What We Know, and Don’t Know, About Russia’s Influence on American Elections

“The picture of what the Russians did during the election is still being filled in.”

Jake Neher/WDET

News recently surfaced that Russian operatives used social media in a massive influence campaign to affect American voters during the last presidential election. They paid for ads on Facebook and Google, and created vitriolic messages on both sides of a political divide, to widen that political gap.

For instance — think of images shared around social media that vilify football players for kneeling during the national anthem, and, conversely, images that promote the “Take a Knee” campaign in favor of those same athletes.

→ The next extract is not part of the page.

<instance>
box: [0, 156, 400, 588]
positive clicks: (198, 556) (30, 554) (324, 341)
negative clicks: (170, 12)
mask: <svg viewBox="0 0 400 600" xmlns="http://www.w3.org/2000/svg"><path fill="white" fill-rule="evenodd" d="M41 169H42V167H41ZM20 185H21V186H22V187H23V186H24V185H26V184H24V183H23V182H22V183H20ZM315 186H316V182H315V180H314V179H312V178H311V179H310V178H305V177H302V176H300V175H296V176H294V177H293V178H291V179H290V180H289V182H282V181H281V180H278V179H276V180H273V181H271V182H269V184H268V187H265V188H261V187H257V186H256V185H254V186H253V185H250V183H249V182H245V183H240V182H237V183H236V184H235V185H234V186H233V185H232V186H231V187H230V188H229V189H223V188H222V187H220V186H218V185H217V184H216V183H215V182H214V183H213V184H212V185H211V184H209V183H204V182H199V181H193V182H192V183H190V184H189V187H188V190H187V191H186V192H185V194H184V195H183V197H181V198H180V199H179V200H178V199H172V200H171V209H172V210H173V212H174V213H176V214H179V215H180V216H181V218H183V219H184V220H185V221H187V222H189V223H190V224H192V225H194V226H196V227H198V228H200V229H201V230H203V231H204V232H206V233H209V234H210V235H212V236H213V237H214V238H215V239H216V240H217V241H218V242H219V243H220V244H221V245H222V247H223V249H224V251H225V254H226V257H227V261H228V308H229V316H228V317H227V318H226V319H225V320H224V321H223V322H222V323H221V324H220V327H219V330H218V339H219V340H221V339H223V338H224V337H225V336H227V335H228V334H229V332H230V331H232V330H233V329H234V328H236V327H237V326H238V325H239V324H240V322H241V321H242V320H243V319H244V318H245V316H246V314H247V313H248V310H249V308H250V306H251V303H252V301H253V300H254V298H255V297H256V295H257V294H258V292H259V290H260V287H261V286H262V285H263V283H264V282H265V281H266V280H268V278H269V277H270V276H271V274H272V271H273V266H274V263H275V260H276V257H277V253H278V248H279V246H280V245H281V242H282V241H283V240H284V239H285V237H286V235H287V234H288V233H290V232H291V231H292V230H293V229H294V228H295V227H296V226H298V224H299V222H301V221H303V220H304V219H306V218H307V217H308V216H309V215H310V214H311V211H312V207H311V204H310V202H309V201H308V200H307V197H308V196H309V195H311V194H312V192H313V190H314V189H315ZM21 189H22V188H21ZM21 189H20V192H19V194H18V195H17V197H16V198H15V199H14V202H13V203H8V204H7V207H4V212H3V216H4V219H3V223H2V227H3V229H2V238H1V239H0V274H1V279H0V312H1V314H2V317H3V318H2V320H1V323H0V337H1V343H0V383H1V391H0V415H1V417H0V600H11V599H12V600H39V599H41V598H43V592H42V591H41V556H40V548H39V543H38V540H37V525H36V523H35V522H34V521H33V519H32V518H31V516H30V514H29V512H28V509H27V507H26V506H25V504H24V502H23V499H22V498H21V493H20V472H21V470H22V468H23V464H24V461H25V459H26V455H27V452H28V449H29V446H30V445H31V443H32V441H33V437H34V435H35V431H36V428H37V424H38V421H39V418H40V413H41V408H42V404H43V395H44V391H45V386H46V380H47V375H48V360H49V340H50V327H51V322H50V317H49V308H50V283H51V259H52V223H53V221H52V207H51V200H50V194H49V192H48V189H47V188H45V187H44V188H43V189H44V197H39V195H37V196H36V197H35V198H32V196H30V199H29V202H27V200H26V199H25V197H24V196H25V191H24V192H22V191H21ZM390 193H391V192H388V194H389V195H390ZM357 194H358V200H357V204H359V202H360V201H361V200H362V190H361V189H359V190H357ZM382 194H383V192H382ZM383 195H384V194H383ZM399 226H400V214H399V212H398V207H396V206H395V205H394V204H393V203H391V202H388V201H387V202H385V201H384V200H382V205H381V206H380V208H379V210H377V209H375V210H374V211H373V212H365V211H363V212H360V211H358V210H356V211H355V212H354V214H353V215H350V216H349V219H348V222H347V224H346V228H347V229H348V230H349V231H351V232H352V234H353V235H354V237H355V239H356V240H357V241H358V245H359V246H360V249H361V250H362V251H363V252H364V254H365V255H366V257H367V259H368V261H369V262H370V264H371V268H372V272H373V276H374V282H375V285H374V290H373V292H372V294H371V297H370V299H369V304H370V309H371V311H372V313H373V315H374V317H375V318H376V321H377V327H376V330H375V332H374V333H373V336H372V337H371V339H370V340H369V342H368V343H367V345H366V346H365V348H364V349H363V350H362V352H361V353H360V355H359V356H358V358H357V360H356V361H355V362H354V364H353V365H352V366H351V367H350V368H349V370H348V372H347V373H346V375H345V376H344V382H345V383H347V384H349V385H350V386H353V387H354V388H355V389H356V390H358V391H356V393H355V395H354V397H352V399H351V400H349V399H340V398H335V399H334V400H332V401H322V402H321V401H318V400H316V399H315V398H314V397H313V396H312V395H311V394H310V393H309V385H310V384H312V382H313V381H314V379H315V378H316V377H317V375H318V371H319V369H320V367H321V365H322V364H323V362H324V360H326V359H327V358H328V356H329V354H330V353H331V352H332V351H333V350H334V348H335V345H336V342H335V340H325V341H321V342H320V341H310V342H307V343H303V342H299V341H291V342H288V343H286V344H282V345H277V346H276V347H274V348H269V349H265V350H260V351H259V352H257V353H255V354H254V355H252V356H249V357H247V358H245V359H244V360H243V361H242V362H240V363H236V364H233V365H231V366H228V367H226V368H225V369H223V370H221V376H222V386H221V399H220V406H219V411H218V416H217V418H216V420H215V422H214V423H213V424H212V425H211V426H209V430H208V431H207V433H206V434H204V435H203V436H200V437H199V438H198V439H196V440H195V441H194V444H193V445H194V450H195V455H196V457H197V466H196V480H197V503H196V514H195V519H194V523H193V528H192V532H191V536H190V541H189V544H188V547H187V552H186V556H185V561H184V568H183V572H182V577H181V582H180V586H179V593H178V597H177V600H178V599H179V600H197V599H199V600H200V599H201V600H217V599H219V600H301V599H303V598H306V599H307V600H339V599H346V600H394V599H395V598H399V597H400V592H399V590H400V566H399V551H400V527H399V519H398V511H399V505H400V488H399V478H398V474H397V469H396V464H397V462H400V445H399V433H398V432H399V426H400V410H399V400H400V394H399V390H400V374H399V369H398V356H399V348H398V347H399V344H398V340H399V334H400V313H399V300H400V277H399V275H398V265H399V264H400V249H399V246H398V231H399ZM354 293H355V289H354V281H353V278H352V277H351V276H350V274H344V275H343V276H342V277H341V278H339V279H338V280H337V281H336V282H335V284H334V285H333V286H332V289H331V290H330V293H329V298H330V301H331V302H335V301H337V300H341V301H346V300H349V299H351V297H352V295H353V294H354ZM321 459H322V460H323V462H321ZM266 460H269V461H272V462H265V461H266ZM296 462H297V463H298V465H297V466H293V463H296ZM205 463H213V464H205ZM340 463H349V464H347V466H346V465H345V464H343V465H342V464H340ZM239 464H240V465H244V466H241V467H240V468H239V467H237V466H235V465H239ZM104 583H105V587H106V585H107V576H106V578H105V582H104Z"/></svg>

Reports suggest the Russian campaign used the two sides of the coin to amplify and embolden how we feel about politics, and ultimately help divide us as Americans.

Is this Russian strategy of disinformation new with the dawn of social media? Or is this just another chapter in a long book of the Russian government using information as its greatest weapon against foreign adversaries?

“The Soviet Union used information every day,” says Scott Shane, Washington bureau reporter for the New York Times. Shane lived in Russia in the late ’80s and early ’90s.

Shane tells Detroit Today host Stephen Henderson there’s still a lot to uncover about Russia’s infiltration of political campaigns.

“The picture of what the Russians did during the election is still being filled in.”